The term “include” and any other variant thereof mentioned in embodiments of this application are intended to cover a non-exclusive inclusion. For example, a process, a method, a system, a product, or a device that includes a series of steps or units is not limited to the listed steps or units, but optionally further includes another unlisted step or unit, or optionally further includes another inherent step or unit of the process, the method, the product, or the device. In addition, words such as “example” or “for example” are used to represent giving examples, illustrations, or descriptions. Any method or design solution described in this application as “example” or “for example” should not be explained as being more preferred or advantageous over another method or design solution. To be precise, use of the words such as “example” or “for example” is intended to present a relative concept in a specific manner.

A person of ordinary skill in the art may be aware that, in combination with the examples described in embodiments disclosed in this specification, units and algorithm steps may be implemented by electronic hardware or a combination of computer software and electronic hardware. Whether the functions are performed by hardware or software depends on particular applications and design constraint conditions of the technical solutions. A person skilled in the art may use different methods to implement the described functions for each particular application, but it should not be considered that the implementation goes beyond the scope of this application.

It may be clearly understood by a person skilled in the art that, for the purpose of convenient and brief description, for a detailed working process of the foregoing system, apparatus, and unit, refer to a corresponding process in the foregoing method embodiments. Details are not described herein again.

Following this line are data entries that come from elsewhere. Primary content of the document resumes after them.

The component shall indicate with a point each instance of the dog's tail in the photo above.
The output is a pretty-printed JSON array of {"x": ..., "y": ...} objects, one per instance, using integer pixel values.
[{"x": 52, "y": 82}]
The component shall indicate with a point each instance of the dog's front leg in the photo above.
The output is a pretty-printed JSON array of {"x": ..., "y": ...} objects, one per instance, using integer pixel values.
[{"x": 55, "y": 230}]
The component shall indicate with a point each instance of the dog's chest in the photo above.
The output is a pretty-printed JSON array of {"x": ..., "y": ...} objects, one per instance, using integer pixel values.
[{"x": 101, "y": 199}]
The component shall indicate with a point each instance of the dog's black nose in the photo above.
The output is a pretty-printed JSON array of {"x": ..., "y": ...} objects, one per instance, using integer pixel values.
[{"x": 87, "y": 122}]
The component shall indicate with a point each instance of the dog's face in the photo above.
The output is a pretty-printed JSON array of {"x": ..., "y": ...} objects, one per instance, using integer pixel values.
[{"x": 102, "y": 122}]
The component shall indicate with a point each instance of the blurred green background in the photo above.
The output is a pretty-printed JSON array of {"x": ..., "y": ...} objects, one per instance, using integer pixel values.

In several embodiments provided in this application, it should be understood that the disclosed system, apparatus, and method may be implemented in other manners. For example, the described apparatus embodiment is merely an example. For example, division into the units is merely logical function division and may be other division in actual implementation. For example, a plurality of units or components may be combined or integrated into another system, or some features may be ignored or not performed. In addition, the displayed or discussed mutual couplings or direct couplings or communication connections may be implemented through some interfaces. The indirect couplings or communication connections between the apparatuses or units may be implemented in electronic, mechanical, or other forms.

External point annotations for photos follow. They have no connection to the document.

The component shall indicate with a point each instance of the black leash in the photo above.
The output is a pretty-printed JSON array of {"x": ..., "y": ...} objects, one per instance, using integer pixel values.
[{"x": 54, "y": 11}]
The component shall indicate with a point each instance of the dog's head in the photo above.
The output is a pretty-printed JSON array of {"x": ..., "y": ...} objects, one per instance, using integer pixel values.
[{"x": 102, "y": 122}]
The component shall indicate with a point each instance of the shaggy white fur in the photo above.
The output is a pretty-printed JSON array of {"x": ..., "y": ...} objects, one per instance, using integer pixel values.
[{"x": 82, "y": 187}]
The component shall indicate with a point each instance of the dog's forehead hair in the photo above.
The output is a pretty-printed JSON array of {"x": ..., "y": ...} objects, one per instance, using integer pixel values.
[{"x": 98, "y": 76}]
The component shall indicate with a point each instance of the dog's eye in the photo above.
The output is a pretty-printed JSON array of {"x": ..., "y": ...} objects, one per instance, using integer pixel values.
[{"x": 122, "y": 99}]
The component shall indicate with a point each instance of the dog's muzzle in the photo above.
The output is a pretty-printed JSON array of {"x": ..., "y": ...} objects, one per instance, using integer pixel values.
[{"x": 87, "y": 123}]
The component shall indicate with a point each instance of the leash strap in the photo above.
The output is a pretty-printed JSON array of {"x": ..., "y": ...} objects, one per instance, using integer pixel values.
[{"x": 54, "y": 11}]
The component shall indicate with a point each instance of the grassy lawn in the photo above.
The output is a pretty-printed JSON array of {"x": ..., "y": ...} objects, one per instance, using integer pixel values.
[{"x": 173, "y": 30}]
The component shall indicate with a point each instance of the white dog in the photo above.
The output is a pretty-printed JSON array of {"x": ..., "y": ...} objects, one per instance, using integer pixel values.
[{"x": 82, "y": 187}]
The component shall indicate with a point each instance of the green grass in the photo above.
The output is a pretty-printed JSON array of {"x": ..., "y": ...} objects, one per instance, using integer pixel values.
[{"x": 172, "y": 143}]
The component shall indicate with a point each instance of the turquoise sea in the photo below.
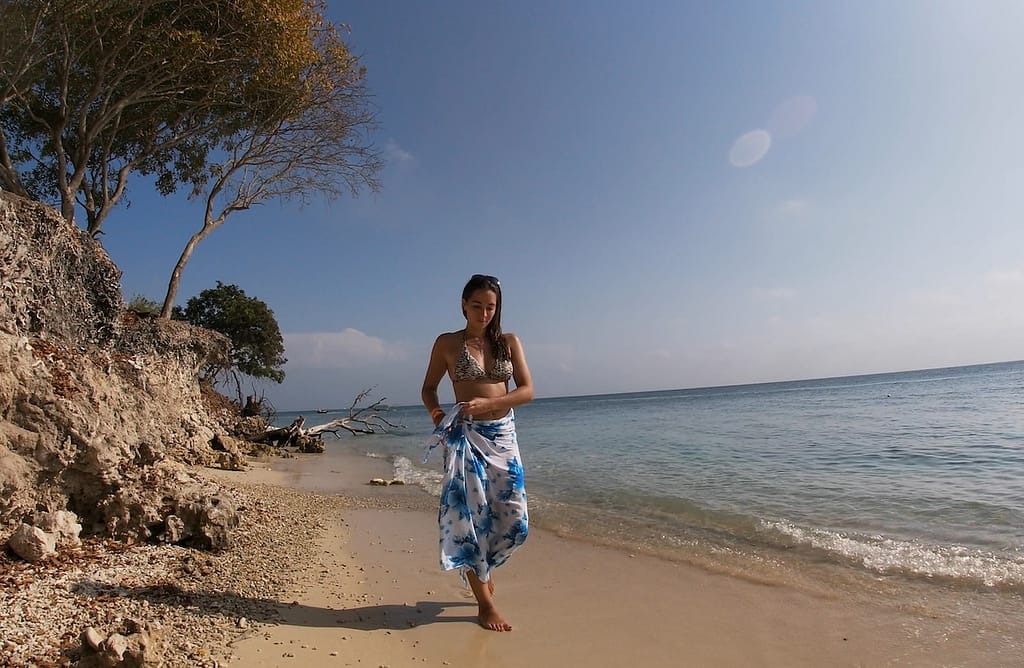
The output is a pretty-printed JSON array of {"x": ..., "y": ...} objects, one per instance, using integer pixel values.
[{"x": 911, "y": 479}]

The units described as separate parts may or may not be physically separate, and parts displayed as units may or may not be physical units, may be located in one position, or may be distributed on a plurality of network units. Some or all of the units may be selected based on actual requirements to achieve the objectives of the solutions of embodiments.

When the functions are implemented in a form of a software functional unit and sold or used as an independent product, the functions may be stored in a computer-readable storage medium. Based on such an understanding, the technical solutions of this application essentially, or the part contributing to a conventional technology, or some of the technical solutions may be implemented in a form of a software product. The computer software product is stored in a storage medium, and includes several instructions for indicating a computing device (which may be a personal computer, a server, a network device, or the like) to perform all or a part of the steps of the methods described in embodiments of this application. The foregoing storage medium includes any medium that can store program code, such as a USB flash drive, a removable hard disk, a read-only memory (ROM), a random access memory (RAM), a magnetic disk, or an optical disc.

The foregoing descriptions are merely specific implementations of this application, but are not intended to limit the protection scope of this application. Any variation or replacement readily figured out by a person skilled in the art within the technical scope disclosed in this application shall fall within the protection scope of this application. Therefore, the protection scope of this application shall be subject to the protection scope of the claims.